Dwindling financial options due to political pressure, and not a drop in global demand, may be the biggest obstacle facing the coal industry, a panel of industry executives said March 14 at CERAWeek by IHS Markit in Houston.

While the group was optimistic that coal has a future thanks in large part to continued demand in Asia, the executives believe that environmental groups have succeeded in giving coal a negative connotation.

"We still see consistent demand; we're looking at that for the next while," Peabody Energy Corp. President and CEO Glenn Kellow said. "[Coal] is a fuel, in my view, that's often miscast as a Hollywood villain."

The group noted that demand for coal remains strong with approximately 25% of world energy produced coming from coal, the same level as 1980. "The world's electricity is provided more by coal than anything else," Kellow said.

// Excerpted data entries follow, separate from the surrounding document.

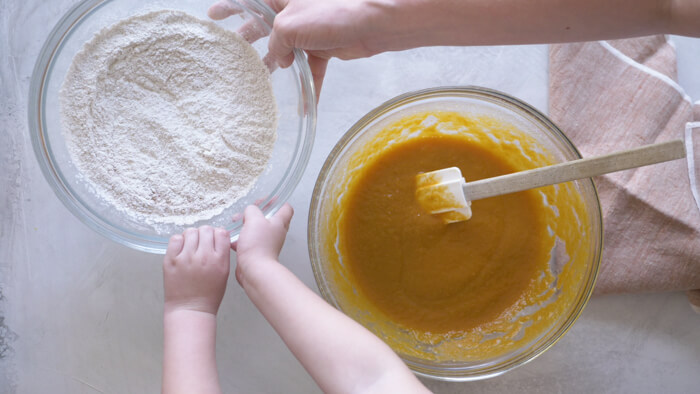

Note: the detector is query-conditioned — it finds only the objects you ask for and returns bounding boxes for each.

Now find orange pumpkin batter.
[322,111,598,361]
[341,136,548,333]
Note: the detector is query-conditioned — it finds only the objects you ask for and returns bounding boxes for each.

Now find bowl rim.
[307,85,604,382]
[27,0,316,254]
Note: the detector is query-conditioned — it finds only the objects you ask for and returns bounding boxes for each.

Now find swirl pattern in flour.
[60,10,277,225]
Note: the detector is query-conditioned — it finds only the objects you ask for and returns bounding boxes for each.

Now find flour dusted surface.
[60,11,277,225]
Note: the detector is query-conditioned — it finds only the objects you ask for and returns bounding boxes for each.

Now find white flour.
[60,11,277,225]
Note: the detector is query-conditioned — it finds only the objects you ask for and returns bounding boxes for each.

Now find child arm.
[163,226,230,394]
[234,205,428,393]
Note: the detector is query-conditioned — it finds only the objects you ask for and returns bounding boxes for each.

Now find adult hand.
[208,0,391,98]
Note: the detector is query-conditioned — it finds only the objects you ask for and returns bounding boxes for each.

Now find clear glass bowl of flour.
[28,0,316,253]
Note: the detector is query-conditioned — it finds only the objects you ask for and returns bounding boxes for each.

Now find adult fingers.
[308,53,328,105]
[263,0,289,13]
[267,16,294,68]
[207,0,243,20]
[182,227,199,253]
[165,234,185,261]
[197,226,214,252]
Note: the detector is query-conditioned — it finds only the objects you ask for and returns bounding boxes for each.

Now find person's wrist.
[163,300,219,317]
[358,0,452,53]
[163,304,216,321]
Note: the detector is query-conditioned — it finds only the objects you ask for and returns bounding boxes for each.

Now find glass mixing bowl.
[308,87,603,381]
[29,0,316,253]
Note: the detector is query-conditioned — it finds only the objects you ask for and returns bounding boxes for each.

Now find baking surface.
[0,0,700,393]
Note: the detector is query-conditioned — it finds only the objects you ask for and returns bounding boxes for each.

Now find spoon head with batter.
[416,167,472,224]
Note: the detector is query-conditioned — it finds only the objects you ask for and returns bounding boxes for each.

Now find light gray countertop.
[0,0,700,393]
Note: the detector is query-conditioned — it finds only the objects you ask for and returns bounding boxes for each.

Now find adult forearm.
[163,310,221,394]
[376,0,684,50]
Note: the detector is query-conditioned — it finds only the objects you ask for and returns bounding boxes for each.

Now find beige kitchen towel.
[549,36,700,310]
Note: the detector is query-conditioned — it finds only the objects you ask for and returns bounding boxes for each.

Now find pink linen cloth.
[549,36,700,313]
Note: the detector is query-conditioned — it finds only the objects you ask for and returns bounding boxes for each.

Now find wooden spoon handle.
[463,140,685,201]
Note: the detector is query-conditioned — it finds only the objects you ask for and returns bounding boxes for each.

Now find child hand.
[231,204,294,284]
[163,226,231,315]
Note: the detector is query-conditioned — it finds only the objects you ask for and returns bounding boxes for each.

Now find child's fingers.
[197,226,214,252]
[214,228,231,253]
[182,227,199,253]
[165,234,185,259]
[270,203,294,230]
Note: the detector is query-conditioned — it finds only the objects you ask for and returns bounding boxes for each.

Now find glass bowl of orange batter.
[308,87,603,381]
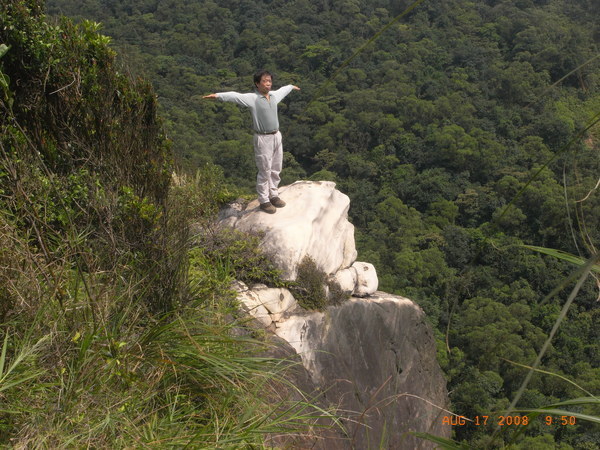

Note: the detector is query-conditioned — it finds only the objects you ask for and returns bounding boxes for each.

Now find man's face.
[256,75,273,95]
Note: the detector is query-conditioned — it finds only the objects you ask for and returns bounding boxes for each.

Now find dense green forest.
[5,0,600,449]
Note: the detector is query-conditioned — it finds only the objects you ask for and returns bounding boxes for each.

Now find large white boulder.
[220,181,356,280]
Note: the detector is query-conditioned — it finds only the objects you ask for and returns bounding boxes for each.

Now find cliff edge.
[220,181,451,449]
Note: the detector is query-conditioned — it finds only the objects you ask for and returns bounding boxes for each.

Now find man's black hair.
[254,69,275,86]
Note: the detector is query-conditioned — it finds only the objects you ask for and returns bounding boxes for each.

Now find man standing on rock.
[203,70,300,214]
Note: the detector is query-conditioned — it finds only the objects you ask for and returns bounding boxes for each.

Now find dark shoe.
[271,197,285,208]
[260,202,277,214]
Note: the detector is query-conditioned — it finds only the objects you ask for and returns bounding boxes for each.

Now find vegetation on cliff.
[0,0,328,448]
[0,0,600,449]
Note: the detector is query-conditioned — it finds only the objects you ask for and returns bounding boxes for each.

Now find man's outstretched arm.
[202,92,256,107]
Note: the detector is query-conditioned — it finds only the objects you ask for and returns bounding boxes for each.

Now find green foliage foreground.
[0,0,332,448]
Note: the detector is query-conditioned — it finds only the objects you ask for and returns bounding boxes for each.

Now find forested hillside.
[39,0,600,449]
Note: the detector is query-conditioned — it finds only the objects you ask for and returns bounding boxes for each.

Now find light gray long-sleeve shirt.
[217,84,293,133]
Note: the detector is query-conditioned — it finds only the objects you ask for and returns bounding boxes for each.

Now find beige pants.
[254,131,283,203]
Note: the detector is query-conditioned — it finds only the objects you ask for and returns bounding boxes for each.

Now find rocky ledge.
[220,181,451,449]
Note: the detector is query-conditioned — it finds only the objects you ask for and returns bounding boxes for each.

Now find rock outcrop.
[221,182,450,449]
[220,181,378,296]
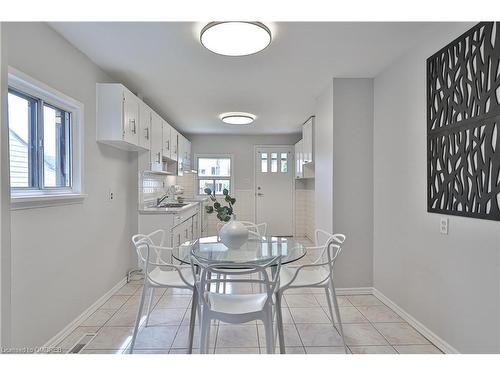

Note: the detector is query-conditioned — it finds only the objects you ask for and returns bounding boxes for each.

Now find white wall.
[315,78,373,287]
[374,24,500,353]
[3,23,137,346]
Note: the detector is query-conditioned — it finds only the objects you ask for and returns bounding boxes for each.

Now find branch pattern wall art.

Even with those positive factors, the panel took a largely dour tone due to the impact of political activism in the United States, Europe and elsewhere against coal, which has caused demand to either remain steady or start to taper off.

CMC Coal Marketing Co. CEO Howard Gattis described the "Atlantic Market," which includes the U.S., Europe and the Mediterranean region, as being in a demand decline.

"It's in decline because of politics," Gattis said. Political considerations have also hampered the ability to obtain capital for new projects or expansion as banks have become wary of relationships with coal companies. Many lenders have stopped working with coal producers entirely due to pressure from environmental groups.

"With most commercial banks, thermal coal is taboo. The ones who know the difference between thermal coal and metallurgical coal are hard to identify," Coronado Global Resources Inc. CEO Garold Spindler said. "There's the political impact of coal … and that's what drives commercial banks out of the arena. Not only are you hunting harder for capital … it's more expensive. It's an ill wind that favors no one."

Instead of looking for help from commercial banks, coal producers are increasingly turning to private equity to fund their capital plans. But even that segment is not immune to outside pressure and is becoming less inviting.

"If you're at a private equity fund, you take a career risk if you propose a coal project to your funding committee," Corsa Coal Corp. CEO George Dethlefsen said.

Members of the panel expressed frustration at what they saw as industry progress made in efficiency and carbon reductions over the past 15 years being overshadowed by environmental group activism.

"The story of coal in the U.S. since the 1970s is that, as the market has increased 180% to 190%, emissions have decreased 90%," Kellow said. "We've seen 24 countries, half of the world's producing countries, talking about the use of coal as part of their Paris emissions [reduction] plans. We could eliminate two gigatons of [carbon dioxide], that's equal to the emissions of India, using current technology."

Instead of becoming a solid part of the future world energy equation with coal becoming less of an emissions risk, the industry finds itself fighting to find capital to stay on firm ground.

"We think the market is there. But there's no question environmental activism plays a part," Kellow said. "The capital may not be there in the future."